Another day trip to Sydney, this time to Bondi. It would be great if I was going to “Sculpture by the Sea”, but no. Yet another medical appointment. Today marks 4 years since my health started unravelling. Living with cancer is tough. You often hear it described as a “battle”, however many don’t like that term as it infers that if you lose the battle you weren’t fighting hard enough. Those that do survive, must’ve fought harder. In my case I don’t think the analogy works anyway because the last few years has been a pretty passive process for me. Things being done *to* me rather than *by* me. It’s often felt like I’m just curled up in a ball while cancer kicks me repeatedly. Occasionally it, or perhaps more accurately, the treatment side-effects, seem to get bored and leave me alone for a little bit and I can catch my breath. But when I do try to get up & do something, I get whacked from behind again and I’m back on the ground.
However, despite this frustrating and oftentimes painful cycle over the last 4 years, I have also been able to see how genuine good can come despite, and even from, deep personal pain and suffering.
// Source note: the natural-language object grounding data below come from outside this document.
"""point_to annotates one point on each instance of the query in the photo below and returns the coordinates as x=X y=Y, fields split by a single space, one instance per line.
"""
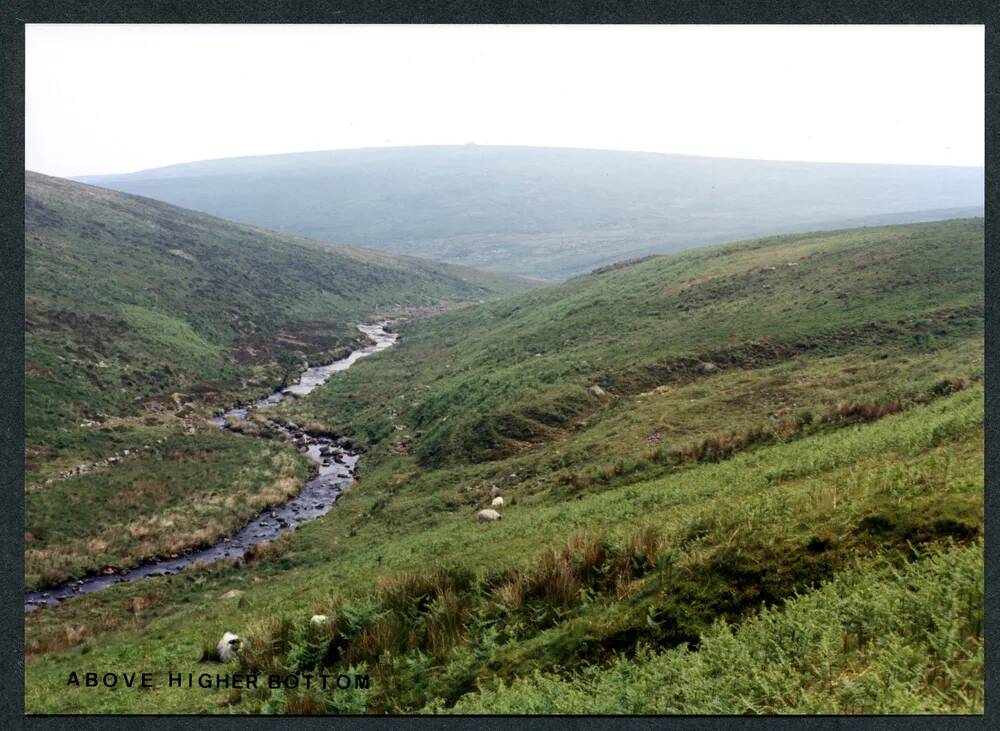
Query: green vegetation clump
x=141 y=319
x=877 y=639
x=718 y=497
And not just for me personally through a changed outlook on life and new opportunities, but also seeing the good in the many family, friends, colleagues, scientists and healthcare workers that have helped and supported me over that period (too many to name, but you know who you are!). But this raises an important question for me. Perhaps an unfortunate by-product of huge advances in medical science and other fields over the last 50-100 years, which have played a big part in me still being alive today, is that many in the west, including myself (despite being a doctor!), are surprised by suffering. We can go so long these days without having to ever confront it head on in any personal or existential way. At the slightest hint of trouble, there are so many quick fixes available to us that we can find a way to avoid even the potential for discomfort, pain or suffering. This might work in the short term, for us as individuals anyway, but i think it has the potential for wide ranging, longer term, unintended consequences. It can mean that we, and those around us, aren’t as well equipped to process or deal with genuine suffering when it does inevitably come.
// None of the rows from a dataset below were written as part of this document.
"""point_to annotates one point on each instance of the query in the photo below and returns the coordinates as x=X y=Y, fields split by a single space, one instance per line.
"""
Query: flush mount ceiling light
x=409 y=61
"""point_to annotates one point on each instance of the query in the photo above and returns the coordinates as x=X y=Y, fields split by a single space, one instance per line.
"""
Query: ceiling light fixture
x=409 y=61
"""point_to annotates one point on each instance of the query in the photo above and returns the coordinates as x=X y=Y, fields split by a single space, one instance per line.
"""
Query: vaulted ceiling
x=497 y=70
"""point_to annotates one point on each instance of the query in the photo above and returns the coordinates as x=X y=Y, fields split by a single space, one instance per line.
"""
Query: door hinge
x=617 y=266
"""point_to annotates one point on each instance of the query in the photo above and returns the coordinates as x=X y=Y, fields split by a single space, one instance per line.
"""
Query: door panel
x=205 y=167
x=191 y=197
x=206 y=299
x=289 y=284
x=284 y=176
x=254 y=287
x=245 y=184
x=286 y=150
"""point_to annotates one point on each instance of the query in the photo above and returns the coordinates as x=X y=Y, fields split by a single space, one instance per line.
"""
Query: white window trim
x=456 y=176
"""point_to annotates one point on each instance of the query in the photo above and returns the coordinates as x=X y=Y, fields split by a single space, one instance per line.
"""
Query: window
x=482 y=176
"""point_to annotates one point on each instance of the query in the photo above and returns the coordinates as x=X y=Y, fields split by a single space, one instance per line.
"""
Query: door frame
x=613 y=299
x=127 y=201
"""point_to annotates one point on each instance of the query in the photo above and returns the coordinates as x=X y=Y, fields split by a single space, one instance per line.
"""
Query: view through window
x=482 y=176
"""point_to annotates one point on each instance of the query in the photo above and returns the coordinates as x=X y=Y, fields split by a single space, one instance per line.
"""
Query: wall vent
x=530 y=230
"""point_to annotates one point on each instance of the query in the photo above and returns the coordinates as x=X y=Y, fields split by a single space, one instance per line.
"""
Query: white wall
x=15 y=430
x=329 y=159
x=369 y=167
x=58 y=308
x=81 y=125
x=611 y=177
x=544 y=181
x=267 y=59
Lack of exposure to minor setbacks & suffering, or reduced opportunities to support those around us in their times of suffering, mean we haven’t developed the mental resilience that can prove so beneficial when we are inevitably faced with more severe and permanent setbacks. Our families and friends are in a similar boat, so they may not have a framework to help us through difficult times. It also makes me wonder what good things we might be missing out on due to our risk aversion and because of our assumption that no good can come from suffering. And are are we just perpetuating the problem? Making it harder to have genuine conversations about how we are really feeling, because we don’t want to burden others with the pain and suffering that we are experiencing? So we internalise it, not only making it worse for ourselves, but probably, ultimately, worse for those around us who we love and care about, and are trying to protect.
There are no easy answers here. I think we should try and relieve pain and suffering wherever we can, but i do think we also need to try and re-frame the discussion and consider what opportunity costs and possible downsides there are to some aspects of our current approaches. We should realise that, ultimately, pain and suffering is a universal human experience, no matter how much we try to avoid it. We need to consider, as a society and as individuals, how are we are going to approach it? What can we learn from it? How can we grow from it? How we can we share genuinely from our own experience of it? And perhaps most importantly, how can we best help those that are in the midst of it?